Masayoshi Son Net Worth Softbank market madness to fortune

Masayoshi Son Net Worth: $30 Billion

Shares in his SoftBank investment conglomerate plunged by $59 billion in the 2000 dot com crash, before which he was temporarily the richest person in the world.

Yet Son has since bounced back from this loss to rank as 57th wealthiest person in the world as of 17 November, according to Forbes, with a net worth of around $30 billion.

There could be a lesson there for other investors: however bad things may get, perseverance and self-belief can win out.

Son has been behind both massive successes and failures throughout his time at the helm of Softbank, which he founded in 1981 as a software distributor. After moving into other sectors such as telecommunications, the group has grown to oversee a portfolio of investments worth more than $180 billion.

Among his biggest successes, attributable to his willingness to make outsized bets on the future of relatively unknown businesses, have been Softbank’s investments in Chinese tech giant Alibaba in 1999 and US internet giant Yahoo!.

His biggest failures, probably attributable to the same approach, have included the group’s backing of Kingston Technology – in which Softbank bought an 80% stake which it sold for massive loss three years later.
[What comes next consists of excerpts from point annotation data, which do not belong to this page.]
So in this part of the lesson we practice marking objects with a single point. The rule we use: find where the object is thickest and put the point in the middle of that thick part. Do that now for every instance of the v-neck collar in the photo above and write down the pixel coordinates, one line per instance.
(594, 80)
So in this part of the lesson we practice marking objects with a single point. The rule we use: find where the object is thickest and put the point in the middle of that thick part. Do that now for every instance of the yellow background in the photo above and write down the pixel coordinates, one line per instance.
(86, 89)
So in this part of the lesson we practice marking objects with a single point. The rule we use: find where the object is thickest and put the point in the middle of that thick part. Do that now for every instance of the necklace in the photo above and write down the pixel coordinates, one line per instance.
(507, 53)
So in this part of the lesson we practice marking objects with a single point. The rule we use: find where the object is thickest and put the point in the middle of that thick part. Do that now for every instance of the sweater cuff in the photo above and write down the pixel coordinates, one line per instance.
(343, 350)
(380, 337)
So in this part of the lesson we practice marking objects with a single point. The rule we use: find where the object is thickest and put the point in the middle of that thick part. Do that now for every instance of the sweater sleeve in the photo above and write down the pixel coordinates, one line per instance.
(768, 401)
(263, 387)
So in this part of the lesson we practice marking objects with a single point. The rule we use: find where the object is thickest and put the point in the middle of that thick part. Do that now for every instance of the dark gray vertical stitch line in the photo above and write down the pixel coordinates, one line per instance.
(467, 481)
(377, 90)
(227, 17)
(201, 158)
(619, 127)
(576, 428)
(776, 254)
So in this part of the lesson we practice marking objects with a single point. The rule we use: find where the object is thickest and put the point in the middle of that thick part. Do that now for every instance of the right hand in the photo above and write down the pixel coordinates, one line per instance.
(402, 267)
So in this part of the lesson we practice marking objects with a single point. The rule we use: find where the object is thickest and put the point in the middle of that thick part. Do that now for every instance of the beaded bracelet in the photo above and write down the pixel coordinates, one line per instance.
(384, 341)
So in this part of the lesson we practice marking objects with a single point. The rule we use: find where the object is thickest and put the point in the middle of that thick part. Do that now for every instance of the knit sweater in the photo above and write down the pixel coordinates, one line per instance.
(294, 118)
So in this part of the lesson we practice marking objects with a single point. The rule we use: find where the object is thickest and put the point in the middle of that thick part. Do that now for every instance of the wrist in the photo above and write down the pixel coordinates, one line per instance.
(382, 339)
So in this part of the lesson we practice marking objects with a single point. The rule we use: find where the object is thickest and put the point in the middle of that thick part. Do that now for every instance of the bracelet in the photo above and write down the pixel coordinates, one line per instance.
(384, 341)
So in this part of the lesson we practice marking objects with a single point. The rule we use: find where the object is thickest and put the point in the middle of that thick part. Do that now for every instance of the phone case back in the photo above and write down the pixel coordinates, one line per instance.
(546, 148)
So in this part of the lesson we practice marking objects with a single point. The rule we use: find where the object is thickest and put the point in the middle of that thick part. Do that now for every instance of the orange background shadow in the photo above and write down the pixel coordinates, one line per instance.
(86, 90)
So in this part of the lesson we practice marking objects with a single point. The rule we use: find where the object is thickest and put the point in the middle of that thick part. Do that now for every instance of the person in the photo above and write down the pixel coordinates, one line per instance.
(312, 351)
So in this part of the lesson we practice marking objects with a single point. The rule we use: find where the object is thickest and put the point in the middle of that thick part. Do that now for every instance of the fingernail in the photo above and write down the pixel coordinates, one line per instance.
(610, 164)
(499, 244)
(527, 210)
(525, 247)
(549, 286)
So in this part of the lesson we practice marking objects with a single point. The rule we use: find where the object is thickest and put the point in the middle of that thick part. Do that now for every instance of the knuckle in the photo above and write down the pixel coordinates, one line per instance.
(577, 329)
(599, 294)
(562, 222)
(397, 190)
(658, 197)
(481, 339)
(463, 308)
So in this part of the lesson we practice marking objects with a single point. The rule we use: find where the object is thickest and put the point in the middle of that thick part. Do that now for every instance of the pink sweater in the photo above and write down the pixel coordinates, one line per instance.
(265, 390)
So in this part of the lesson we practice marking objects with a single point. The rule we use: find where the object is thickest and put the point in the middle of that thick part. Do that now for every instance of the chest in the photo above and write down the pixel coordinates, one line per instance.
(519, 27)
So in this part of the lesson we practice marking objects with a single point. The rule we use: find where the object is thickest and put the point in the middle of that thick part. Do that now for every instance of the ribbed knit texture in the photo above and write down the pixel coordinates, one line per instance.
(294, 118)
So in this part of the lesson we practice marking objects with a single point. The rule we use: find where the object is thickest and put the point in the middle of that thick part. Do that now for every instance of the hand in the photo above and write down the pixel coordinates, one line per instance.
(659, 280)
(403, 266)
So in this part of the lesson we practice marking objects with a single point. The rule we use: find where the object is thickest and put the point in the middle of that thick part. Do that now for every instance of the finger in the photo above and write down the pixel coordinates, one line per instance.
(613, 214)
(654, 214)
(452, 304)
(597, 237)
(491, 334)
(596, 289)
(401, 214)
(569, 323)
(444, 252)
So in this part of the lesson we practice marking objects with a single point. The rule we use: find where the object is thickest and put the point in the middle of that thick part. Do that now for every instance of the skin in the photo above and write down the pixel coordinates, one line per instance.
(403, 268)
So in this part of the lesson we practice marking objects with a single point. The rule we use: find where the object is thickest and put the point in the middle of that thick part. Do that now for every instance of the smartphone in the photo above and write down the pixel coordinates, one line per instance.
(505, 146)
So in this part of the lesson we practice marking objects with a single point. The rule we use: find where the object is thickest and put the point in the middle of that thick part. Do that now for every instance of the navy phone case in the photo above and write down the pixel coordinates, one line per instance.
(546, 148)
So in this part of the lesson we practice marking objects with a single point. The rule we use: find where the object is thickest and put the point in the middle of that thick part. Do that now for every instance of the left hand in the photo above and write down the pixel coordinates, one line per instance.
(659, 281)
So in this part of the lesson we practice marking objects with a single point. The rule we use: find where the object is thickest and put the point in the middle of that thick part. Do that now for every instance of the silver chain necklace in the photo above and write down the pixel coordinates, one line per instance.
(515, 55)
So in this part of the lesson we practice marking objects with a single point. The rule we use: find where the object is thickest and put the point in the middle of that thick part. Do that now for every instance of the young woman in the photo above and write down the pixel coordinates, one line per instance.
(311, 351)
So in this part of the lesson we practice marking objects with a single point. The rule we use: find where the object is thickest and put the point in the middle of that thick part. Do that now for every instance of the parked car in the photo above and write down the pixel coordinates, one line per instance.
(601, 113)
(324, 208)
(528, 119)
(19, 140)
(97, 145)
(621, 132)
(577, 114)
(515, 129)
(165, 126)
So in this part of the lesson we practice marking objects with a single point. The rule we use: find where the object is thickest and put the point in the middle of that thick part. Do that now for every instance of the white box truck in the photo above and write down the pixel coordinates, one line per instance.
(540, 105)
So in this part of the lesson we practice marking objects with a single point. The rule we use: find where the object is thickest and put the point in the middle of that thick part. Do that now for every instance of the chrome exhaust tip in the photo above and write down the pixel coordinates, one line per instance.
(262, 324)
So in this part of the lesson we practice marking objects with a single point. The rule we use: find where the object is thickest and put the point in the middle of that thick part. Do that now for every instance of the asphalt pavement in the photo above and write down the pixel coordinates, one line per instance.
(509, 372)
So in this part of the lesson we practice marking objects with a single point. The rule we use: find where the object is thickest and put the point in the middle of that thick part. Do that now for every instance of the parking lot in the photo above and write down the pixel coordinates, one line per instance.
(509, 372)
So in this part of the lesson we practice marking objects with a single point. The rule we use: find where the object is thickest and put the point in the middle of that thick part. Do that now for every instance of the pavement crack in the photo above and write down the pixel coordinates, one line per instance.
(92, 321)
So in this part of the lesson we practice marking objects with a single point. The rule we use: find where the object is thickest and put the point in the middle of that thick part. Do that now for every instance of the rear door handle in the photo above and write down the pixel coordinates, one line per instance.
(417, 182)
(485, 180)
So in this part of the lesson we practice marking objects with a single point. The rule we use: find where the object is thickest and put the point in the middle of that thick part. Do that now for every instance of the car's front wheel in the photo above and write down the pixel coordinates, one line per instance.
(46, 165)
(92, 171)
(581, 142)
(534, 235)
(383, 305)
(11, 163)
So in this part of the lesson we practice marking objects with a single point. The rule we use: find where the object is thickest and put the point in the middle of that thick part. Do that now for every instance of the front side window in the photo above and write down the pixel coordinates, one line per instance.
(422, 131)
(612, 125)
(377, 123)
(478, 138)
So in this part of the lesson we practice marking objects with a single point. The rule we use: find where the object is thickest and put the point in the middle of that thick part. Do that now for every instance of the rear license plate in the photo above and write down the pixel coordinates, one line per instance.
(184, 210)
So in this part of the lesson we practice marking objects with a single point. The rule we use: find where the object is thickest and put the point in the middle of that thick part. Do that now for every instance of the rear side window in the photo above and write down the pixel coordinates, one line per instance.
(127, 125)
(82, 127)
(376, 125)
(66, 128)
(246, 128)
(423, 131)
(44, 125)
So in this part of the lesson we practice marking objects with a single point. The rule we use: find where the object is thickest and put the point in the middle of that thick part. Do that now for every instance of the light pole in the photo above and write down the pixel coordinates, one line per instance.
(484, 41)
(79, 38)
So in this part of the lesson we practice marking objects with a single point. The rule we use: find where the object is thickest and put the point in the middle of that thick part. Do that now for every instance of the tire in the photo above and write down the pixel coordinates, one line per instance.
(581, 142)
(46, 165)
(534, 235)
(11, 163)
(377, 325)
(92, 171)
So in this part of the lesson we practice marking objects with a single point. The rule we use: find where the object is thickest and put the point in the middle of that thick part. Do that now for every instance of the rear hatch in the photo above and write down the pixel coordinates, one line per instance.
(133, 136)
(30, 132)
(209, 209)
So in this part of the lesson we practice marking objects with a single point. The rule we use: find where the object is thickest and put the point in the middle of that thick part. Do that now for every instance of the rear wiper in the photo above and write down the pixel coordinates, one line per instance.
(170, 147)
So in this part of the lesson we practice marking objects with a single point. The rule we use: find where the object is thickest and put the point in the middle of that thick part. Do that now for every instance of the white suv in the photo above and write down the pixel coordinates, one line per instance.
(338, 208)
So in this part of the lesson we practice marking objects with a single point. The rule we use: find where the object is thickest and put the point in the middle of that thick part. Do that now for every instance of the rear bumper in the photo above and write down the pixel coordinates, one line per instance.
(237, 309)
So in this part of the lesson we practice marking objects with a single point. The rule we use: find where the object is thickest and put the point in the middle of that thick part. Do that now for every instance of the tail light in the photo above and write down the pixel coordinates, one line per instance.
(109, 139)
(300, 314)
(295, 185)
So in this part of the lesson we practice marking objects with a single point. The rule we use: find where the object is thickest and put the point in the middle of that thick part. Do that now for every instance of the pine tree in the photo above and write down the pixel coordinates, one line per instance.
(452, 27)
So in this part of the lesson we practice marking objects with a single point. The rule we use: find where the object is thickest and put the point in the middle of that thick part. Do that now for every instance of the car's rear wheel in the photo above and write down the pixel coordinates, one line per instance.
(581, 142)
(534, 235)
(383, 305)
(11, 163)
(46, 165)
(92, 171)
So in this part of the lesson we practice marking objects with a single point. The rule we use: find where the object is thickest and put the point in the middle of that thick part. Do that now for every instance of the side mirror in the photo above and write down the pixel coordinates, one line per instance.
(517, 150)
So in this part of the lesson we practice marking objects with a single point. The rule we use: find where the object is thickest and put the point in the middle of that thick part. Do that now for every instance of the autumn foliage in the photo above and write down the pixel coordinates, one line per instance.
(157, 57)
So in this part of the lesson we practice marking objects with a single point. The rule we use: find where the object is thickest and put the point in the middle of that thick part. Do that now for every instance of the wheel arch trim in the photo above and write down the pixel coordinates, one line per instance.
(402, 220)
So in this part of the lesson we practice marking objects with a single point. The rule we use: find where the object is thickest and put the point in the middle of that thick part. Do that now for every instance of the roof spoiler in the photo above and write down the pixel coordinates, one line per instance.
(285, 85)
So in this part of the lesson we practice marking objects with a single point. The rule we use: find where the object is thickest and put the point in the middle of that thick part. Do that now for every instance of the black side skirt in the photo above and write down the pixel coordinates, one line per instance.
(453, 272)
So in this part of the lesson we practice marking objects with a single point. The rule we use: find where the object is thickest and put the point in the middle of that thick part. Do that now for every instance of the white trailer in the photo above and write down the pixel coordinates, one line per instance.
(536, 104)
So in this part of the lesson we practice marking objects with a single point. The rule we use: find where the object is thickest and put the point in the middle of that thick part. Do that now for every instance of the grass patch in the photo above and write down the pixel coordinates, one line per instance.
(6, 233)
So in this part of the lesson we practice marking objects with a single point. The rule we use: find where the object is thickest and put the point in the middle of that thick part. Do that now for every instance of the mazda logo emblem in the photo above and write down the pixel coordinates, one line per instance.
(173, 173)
Other failures include coworking start-up WeWork, which filed for bankruptcy last year, and  Silicon Valley Bank, which collapsed in 2023.

In 2017 Softbank launched its venture capital Vision funds, which have attracted support of big name institutional investors, including Apple, Foxconn, the family office of billionaire Larry Ellison and Saudi Arabia’s sovereign wealth fund.

Son still holds a 29% stake in Softbank, which is listed on the Tokyo Stock Exchange and has a total market capitalisation of around $83 billion.

Despite the group reporting a $1.7 billion loss in the year ending March 2024, down from $7.3 billion the previous year, the group’s shares are still up 47% year to date, though down 22% from their July peak.